Commission recommended a number steps to better protect the US from potential cyber attacks, including isolating critical systems from the rest of the world, better access control, and better accountability through logging usage and access.
Another recommendation was to better share information among the various agencies regarding cyber threats.
The Department of Homeland Security was established just for this purpose.

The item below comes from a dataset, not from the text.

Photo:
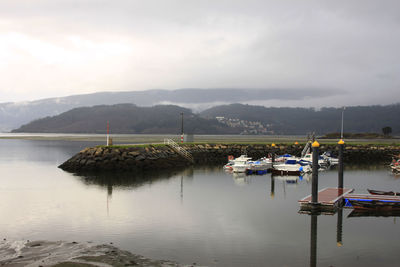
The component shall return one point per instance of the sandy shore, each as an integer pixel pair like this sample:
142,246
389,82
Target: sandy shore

The department was established to protect the nation from physical threats of terrorist attacks, among other things; however, very little notice is given to the vulnerability of the country’s cyber infrastructure.
Part of this paper will discuss potential improvement to the cyber security, and further identify the various threats that are still not addressed from the 1997 presidential commission.


How terrorists use the internet & what to do about it.

 Increasingly terrorists are becoming internet savvy.  Groups ranging from those like Hamas and Al Qaida to white supremacist groups have found that the internet provides a multitude of advantages over traditional terrorist methods.  Their activities range from simple propaganda to information sharing or gathering to planning to direct attacks.  Compounding the problem is that a cyber operative tends to last longer than traditional operatives.  In the old world, terrorists would be trained, would go out on a mission, and with some probability they would not return.  Cyber operatives have a much higher chance of return and reuse.  This means that training and resources spent on a cyber operative yield a much higher return to the terrorist group.  As a part of this paper we will survey the benefits terrorists gain from the internet, how they exploit them, and how their usage of the internet in turn can make them vulnerable.  We know that they communicate via the internet.  Can we trace their communications or even read them?  We know they post propaganda online.  Can we use the hosts of such sites as leads to finding the criminals themselves?  If they share software and information can we not plant faulty or bugged tools in places where such software is shared and exchanged?  These are some of the things we will discuss in this chapter of the paper.